The records of the California Labor School(CLS) are comprised of materials documenting the educational programs, activities, and events of the school. The records are organized into four series: Academic Files, Office Files, School Promotion, and School Publications. Records of particular interest are pamphlets found in the School Publications series, which include essays, speeches, stories, plays, and even a book of early songs by Malvina Reynolds. Researchers will also find notable historical facts on the CLS in the Press Releases and Ephemera folder of the School Promotion series.
The California Labor School (CLS) was founded in 1942 in San Francisco as the Tom Mooney Labor Schoolchanging its name in 1944. David Jenkins was the initial director and Holland Roberts the first education director for this "people's school." The school was sponsored by 72 trade unions belonging to the then separate American Federation of Labor and the Congress of Industrial Organizations, and offered courses on a wide variety of subjects including labor organization, journalism, music, drama, history, women's studies, economics and industrial arts. Courses were taught by union officials and professors from neighboring universities, such as Stanford University and the University of California at Berkeley. By 1947 the CLS boasted having taught over 30,000 students, and had opened branch schools in several different California cities including Oakland, Berkeley, and Los Angeles.
In 1945, the CLS received approval from the United States Veteran's Administration to educate veterans under the GI Bill. This status made the school unique among its contemporary progressive schools, and brought in many students with government funding who otherwise would not have been able to attend.

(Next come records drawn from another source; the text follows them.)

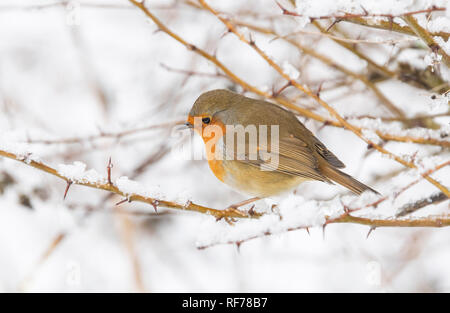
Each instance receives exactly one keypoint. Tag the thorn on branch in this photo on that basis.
(123, 201)
(323, 230)
(155, 204)
(434, 47)
(365, 11)
(319, 90)
(69, 183)
(252, 41)
(108, 168)
(251, 211)
(238, 246)
(277, 93)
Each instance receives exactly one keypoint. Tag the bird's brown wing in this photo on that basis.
(294, 158)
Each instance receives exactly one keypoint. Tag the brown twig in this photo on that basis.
(282, 101)
(345, 15)
(430, 221)
(427, 38)
(311, 94)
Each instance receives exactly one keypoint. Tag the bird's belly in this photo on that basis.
(251, 180)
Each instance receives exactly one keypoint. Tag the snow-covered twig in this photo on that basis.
(281, 100)
(130, 190)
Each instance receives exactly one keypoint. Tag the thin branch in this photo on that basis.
(427, 39)
(314, 96)
(391, 26)
(104, 135)
(346, 15)
(282, 101)
(326, 60)
(417, 205)
(431, 221)
(218, 214)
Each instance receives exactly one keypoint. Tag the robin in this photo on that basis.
(289, 155)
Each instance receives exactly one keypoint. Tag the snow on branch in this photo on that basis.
(357, 131)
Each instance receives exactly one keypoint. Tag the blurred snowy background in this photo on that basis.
(74, 74)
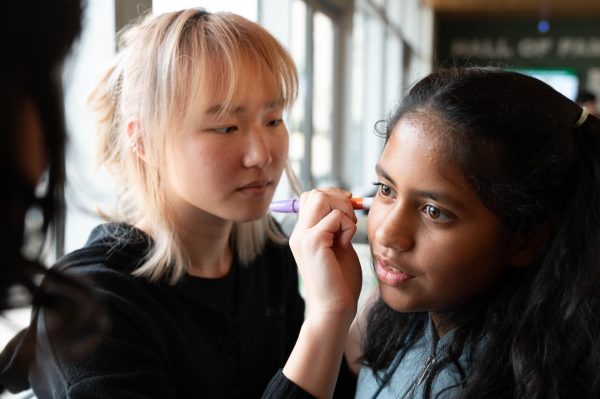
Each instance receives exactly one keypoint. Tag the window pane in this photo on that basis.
(323, 88)
(298, 117)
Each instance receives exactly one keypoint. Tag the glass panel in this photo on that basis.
(298, 51)
(323, 97)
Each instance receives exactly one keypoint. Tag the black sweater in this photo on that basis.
(198, 338)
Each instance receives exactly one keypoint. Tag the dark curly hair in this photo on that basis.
(517, 142)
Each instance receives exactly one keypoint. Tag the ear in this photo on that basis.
(526, 247)
(135, 138)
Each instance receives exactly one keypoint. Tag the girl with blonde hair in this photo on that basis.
(200, 285)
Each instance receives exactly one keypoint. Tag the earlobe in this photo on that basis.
(135, 138)
(527, 247)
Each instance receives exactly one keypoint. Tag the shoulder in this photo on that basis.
(119, 247)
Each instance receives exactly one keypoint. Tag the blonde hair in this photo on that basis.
(161, 62)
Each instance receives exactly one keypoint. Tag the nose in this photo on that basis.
(257, 153)
(395, 229)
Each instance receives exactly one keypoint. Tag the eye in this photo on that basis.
(274, 122)
(436, 213)
(225, 129)
(383, 189)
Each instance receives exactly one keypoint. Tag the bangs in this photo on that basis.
(223, 55)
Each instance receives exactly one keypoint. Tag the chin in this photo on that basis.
(395, 300)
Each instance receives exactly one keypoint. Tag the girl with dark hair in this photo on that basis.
(485, 233)
(35, 42)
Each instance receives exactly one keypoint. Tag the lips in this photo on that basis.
(258, 187)
(388, 273)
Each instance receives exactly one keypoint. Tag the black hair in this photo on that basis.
(518, 143)
(584, 96)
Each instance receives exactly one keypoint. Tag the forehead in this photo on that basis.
(417, 147)
(251, 80)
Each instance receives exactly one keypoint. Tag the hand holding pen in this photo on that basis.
(321, 243)
(332, 276)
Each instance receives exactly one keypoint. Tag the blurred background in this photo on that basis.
(356, 58)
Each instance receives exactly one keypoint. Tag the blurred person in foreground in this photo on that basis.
(36, 40)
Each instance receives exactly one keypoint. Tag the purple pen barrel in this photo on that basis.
(293, 205)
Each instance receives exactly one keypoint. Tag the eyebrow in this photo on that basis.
(434, 195)
(220, 108)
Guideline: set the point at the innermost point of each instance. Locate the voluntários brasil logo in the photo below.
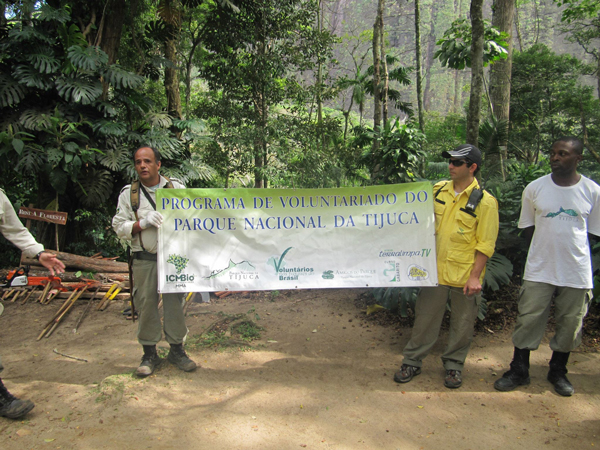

The school frequently hosted prominent guest speakers such as W.E.B. DuBois, Frank Lloyd Wright, Eric Sevareid and Orson Welles. The CLS also put together acclaimed choral and drama groups, comprised of students and union members, which entertained widely at different school and union events.
In the first of a series of charges, the school was targeted by the Tenney Committee of the California legislature in 1947, as being subversive and un-American. In 1948, the Attorney General of the United States placed the school on its subversive list causing the Treasury Department to revoke tax-exempt status retroactively, forcing the CLS to pay $7,000 in back taxes. The school survived in a smaller manifestation until 1957 when it finally ran out of funds to fight its many court battles.